In order to pass in all of the necessary information about the document to be annotated, we created a HadoopRecord class inheriting from the Curator's Record class. As required by Hadoop, we also created several infrastructure classes. Moreover, we finalized the architecture of a Master Curator on the user's side of the Hadoop interface and individual node-local Curators on the other side of the interface.

At this point, we discovered that Record serialization had to be handled through Apache Thrift (rather than our own serialize() and deserialize() methods) in order to properly interact with the Curator. So we overhauled the Hadoop interface to use the Thrift API. We also made some necessary modifications to the Curator itself with new child classes of the CuratorClient.

Under this new architecture, the Curator's automatic dependency handling no longer applied to our Hadoop jobs. We replicated the important functionality using a JobHandler class as a wrapper for the Hadoop interface and shell scripts that chained multiple MapReduce jobs together (one job for each annotation tool). The job handler also took care of I/O operations between the local filesystem and the HDFS.
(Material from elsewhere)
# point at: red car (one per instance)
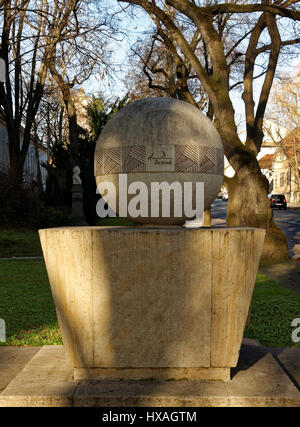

After extensive testing in a pseudo-distributed setup, we attempted to test our interface with a truly distributed Hadoop installation on the Altocumulus cloud cluster. However, unforeseen usage restrictions forced us to reconfigure our planned architecture, since we were unable to install local Curators on each node of the cluster. This issue remains largely unresolved (though we can successfully run a few annotators on a limited number of Hadoop nodes) but has been fully documented. Despite the issues we encountered, we were able to annotate about 1,000 documents using the tokenizer, part of speech tagger, and chunker using up to about 25 Hadoop nodes. The performance measurements we took in doing so are documented as a spreadsheet.

Finally, we completed a testing suite and a full documentation of the project on this GitHub wiki. The Readme lays out specifics for installation and replication of our setup, and summary reports are available in text (see pages under the "Documentation" heading) or poster format.

In future work, we hope to resolve the remaining issues with the Altocumulus cloud cluster, and then to implement a web annotation service for the Curator as previously proposed.